Açıklamada, "3 bin yıllık Türk edebiyatını 80 yıla sığdırmak ve Cumhuriyetle başlatmak en hafif tabiriyle köksüzlüktür" denildi. Açıklamada şu görüşlere yer verildi:
"KÜLTÜRÜMÜZDEN ADETA UTANIYORLAR"
"Her millet edebiyatıyla, tarihiyle iftihar eder. Batı'da bütün milletler çocuklarına önce klasiklerini öğretir, edebiyatlarını sevdirir. Bizde ise Milli Eğitim, neredeyse kendi edebiyatından, edebiyat tarihinden muhtemelen yarın öbür gün de tarihinden utanır hâle gelmiştir. Sayın Metin Bostancıoğlu, "Edebiyat tarihimizi Cumhuriyet'le başlatalım" diyor. Peki Cumhuriyet'in ilanından önce eserlerini vermiş olan Faruk Nafiz'i, Yahya Kemal'i, Ahmet Haşim'i, Refik Halid'i nereye koyacağız? Milli şairimiz Mehmet Akif'i unutacak mıyız? Yakup Kadri ve Halide Edib'i bir kalemde silecek miyiz? Büyük hikâyecimiz Ömer Seyfettin'i görmezlikten mi geleceğiz? Halit Ziya, Ahmet Mithat, Ahmet Rasim, Hüseyin Rahmi acaba romanlarını başka milletler için mi yazdı? Abdülhak Hâmid, Muallim Naci ve Namık Kemal şiirlerini başka ülkelerin insanları için mi kaleme aldı? Karacaoğlan, Şeyh Galip, Fuzulî, Yunus Emre ve daha binlerce şair ve yazarı Türk çocukları tanımayacak mı, okumayacak mı, öğrenemeyecek mi, sevmeyecek mi?"
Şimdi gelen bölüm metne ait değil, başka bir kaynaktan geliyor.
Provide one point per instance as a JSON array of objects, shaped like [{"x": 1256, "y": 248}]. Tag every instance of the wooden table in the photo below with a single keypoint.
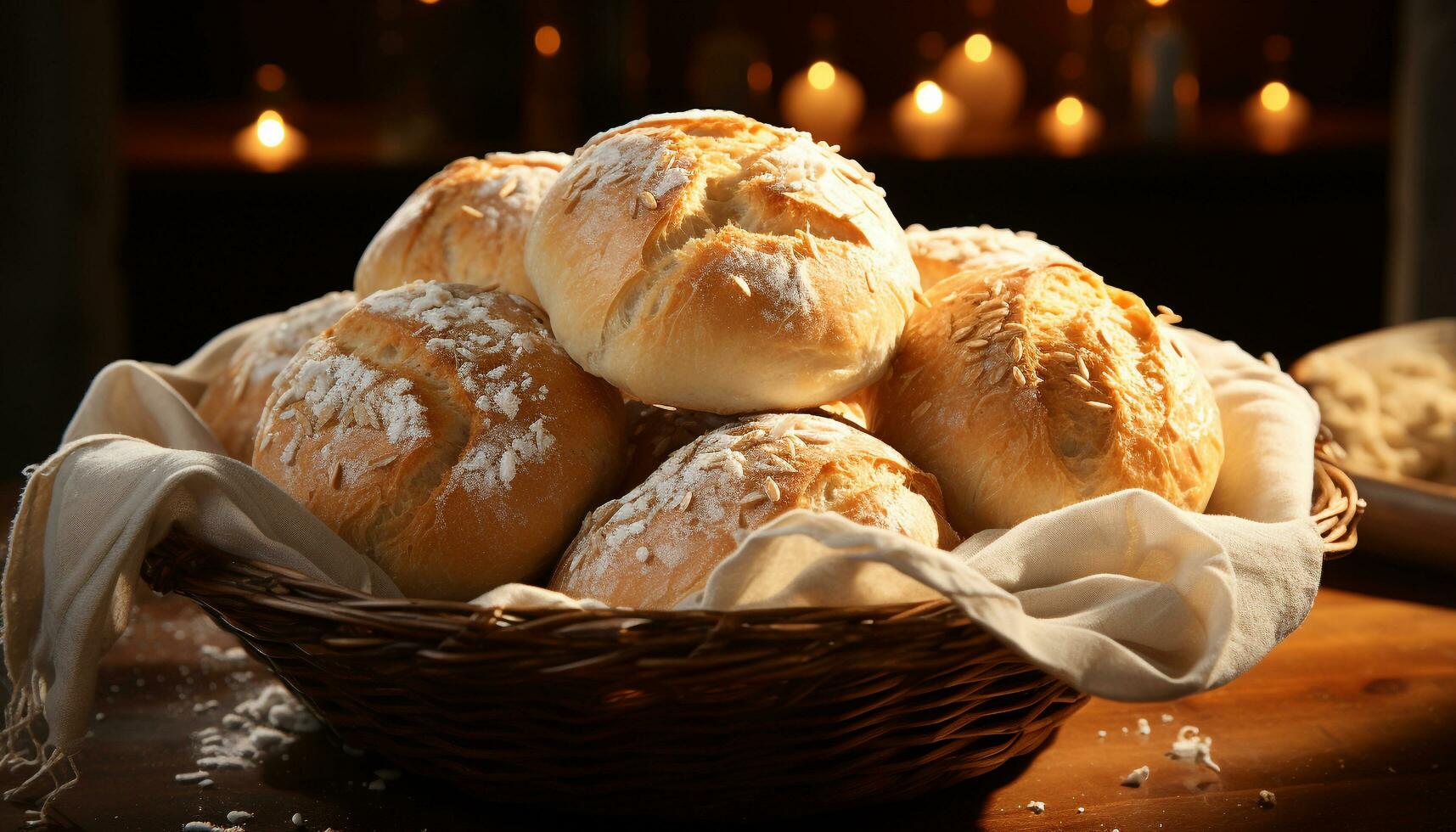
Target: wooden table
[{"x": 1352, "y": 724}]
DİVAN EDEBİYATI SAPTIRMASI
Açıklamanın sonunda şöyle denildi:
"Divan edebiyatı ağır, çocuklarımız önce Cumhuriyet yazarlarını tanısın, deniliyor. Bu iddia anlamsız ve kasıtlı. Çocuklarımıza İngilizce'yi, matematiği ve diğer zor dersleri de öğretmeyelim o zaman. Hatta eğitimi büsbütün kaldıralım... Bu ne biçim bir anlayıştır? Peki, eski edebiyatımız sadece Divan şiirinden mi ibarettir? Bu edebiyatın oldukça sade ve zevkli bir nesri de yok mu? Ya tasavvuf ve halk edebiyatları ne olacak? Türkçe'nin en büyük şairi Yunus Emre'nin berrak Türkçesiyle örülü şiirleri de mi ağır? Karacaoğlan, Hacı Bayram-ı Veli, Dadaloğlu, Pir Sultan Abdal, Âşık Ömer ve yüzlerce ozanımızın dili anlaşılmıyor mu?
BU VATAN SAHİPSİZ DE?İLDİR
Aslında maksat üzüm yemek değil, bağcıyı dövmektir. Bu ruhsuz düşüncenin ardında yatan tek sebeb milletimizin geçmişiyle bağlarını koparmak, çocuklarımızı sığ ve yabancı bir kültürle yetiştirmektir. Ancak bu amaca ulaşılamayacaktır. Çünkü, her şeyden önce bu vatan sahipsiz değildir. Bu topraklarda yaşayanlar, geleneklerine, mazilerine ve geçmişteki değerlerine hiçbir zaman sırt çevirmediler, çevirmezler. Dolayısıyla bu tür anlamsız çıkışlar, kuru kuruya bir gündem oluşturduktan sonra bir balon gibi sönüp gitmeye mahkûmdur."